A second rigid substrate containing abrasive particles was made according to Example 4, as modified below by adding a second binder.

A second binder solution (sometimes referred to as a "size coat") was made as follows. To a container was added 2.6 grams cyclohexanone, 0.057 gram MRS

(MONDUR isocyanate from Bayer Material Science LLC, Pittsburg, PA), 0.12 gram of a polycaprolactone-polyurethane polymer, product number RD 676 (available from 3M Company), and 0.21 gram phenoxy resin, product number MS 3165 phenoxy (available from 3M Company).

Using a pipette, 3 gram of size coat solution was applied to the abrasive particle covered platen. The solution was manually spread with a rubber roller with effort made to roll puddles of the size coat off the sides of the platen. Light hand pressure was applied.

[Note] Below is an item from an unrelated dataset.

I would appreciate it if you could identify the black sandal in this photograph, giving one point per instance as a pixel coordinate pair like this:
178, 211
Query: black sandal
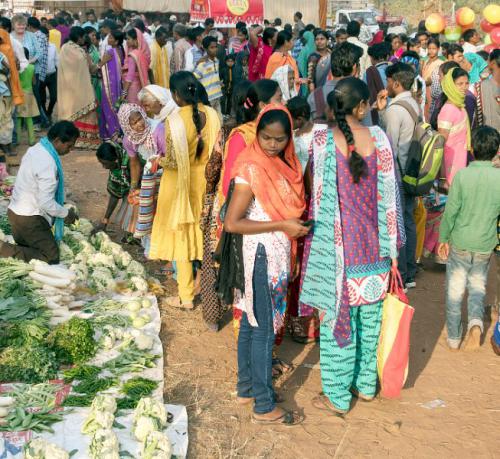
323, 403
287, 419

The size coated, abrasive platen was place an air circulating oven at 74°C for 3 hours. The platen was removed from the oven and allowed to cool at room.

Example 6 A third rigid substrate containing abrasive particles was made according to

Example 5, as modified below by adding a phenolic-based second binder.

The phenolic-based second binder was made by mixing 3 grams of phenolic resin, product number R 23155 (available from 3M Company) with 4 grams of a diluent made with 50 parts water and 50 parts isopropylalcohol. This phenolic-based size coat was applied to the abrasive particle covered platen and dried and cured as in Example 5.

Example 7

A fourth rigid substrate containing abrasive particles was made as follows. A first binder (i.e., make coat) was made by combining 0.5 gram SCOTCHWELD

1838L with 0.1 gram of 10 μm (average diameter) methyl methacrylate beads, product number MXlOOO from Soken Chemical, Tokyo, Japan. The make coat was then applied to a surface of a rigid, metal alloy-based, annular platen as in Example 4. It is believed that the methyl methacrylate beads aid in spreading of the first binder to promote substantially complete coverage of the platen at a uniform binder thickness of about 10 μm.

Abrasive transfer article 2 made according to Example 2 was provided. The abrasive particles were transferred to the make coat coated platen and cured as in Example 4.

Example 8

A fifth rigid substrate containing abrasive particles was made as follows. A first binder was made according to Example 7. Abrasive transfer article 3 made according to Example 3 was provided. The abrasive particles were transferred to the make coat coated platen and cured as in Example 4.